People start with the ending, and most of the time it starts with one person who someone has complicated feelings toward, he said. It’s important to know what’s interesting to readers versus what that person finds interesting, he said. He explained that out of 10 hours of tape on how his subject feels about one particular person, only 30 minutes may be worth using.

A bit of theory
With a degree in psychology from Vassar College, Strauss said he considers himself a social artist as well as a writer.

“I think you’re not doing your job if the other person isn’t learning about themselves,” he said. “When you put your life back to back, end to end, certain things emerge. And you’re probably going to recognize those things before they do, because it is their life. It’s really like a light bulb is going off over the person’s head. There’s a therapy to it, like a ghostwriter.”

Our boundary is truth as that person sees it, he said, you can’t do a book with someone who is self-diluted. They need a certain distance from themselves, he explained.

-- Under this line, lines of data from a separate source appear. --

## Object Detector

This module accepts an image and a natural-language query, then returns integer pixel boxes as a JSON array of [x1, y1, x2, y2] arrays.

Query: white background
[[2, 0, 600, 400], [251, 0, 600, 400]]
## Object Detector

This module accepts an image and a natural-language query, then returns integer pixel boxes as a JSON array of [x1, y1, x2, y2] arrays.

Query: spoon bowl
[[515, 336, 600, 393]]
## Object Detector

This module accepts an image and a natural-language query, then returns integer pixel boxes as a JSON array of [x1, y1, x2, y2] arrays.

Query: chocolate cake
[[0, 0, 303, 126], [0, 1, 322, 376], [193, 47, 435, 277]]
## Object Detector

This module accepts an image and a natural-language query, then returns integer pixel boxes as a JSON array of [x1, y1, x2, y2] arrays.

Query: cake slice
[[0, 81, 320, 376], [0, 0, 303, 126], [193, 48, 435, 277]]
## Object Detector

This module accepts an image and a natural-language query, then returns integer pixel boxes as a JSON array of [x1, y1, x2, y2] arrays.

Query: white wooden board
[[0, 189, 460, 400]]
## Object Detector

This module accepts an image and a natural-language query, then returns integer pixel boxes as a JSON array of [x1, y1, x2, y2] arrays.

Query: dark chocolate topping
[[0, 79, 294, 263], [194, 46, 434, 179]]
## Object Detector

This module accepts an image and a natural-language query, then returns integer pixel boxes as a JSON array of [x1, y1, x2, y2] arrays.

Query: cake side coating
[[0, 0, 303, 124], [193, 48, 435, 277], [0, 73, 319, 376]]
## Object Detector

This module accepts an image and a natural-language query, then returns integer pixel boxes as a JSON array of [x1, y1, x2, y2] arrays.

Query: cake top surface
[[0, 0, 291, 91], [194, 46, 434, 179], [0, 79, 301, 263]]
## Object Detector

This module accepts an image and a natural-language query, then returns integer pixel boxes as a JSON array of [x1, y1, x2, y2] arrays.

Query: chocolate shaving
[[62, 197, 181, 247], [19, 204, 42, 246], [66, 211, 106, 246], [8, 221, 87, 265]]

For example, when Strauss did his work with Mötley Crüe, he took the same story from all four members, and each version was a little different.

On James Joyce
“It’s one of the reasons I write; I never knew you could do that much with words,” he said about Joyce’s “Ulysses, which he re-reads every three years.

Inspiration/How To
Strauss and fellow ghostwriter and journalist Anthony Bozza lead the HarperCollins subimprint Igniter, which gives talented unknowns a chance to work with the well-knowns on their autobiographies after some training with Strauss, who also said he edits pieces of their work from time to time.

In an Igniter cinderella story, an out-of-work computer programmer was paired up to write the autobiography of a supermodel, Strauss said. He added that an autobiography about Bozo the Clown is also in the works.

As for future ghostwritten projects by Strauss, who is working on one of his own books right now, his feet are ready to be in the shoes of former Louisiana Gov. Edmund Edwards, whom Strauss could only describe as a “charming crook.”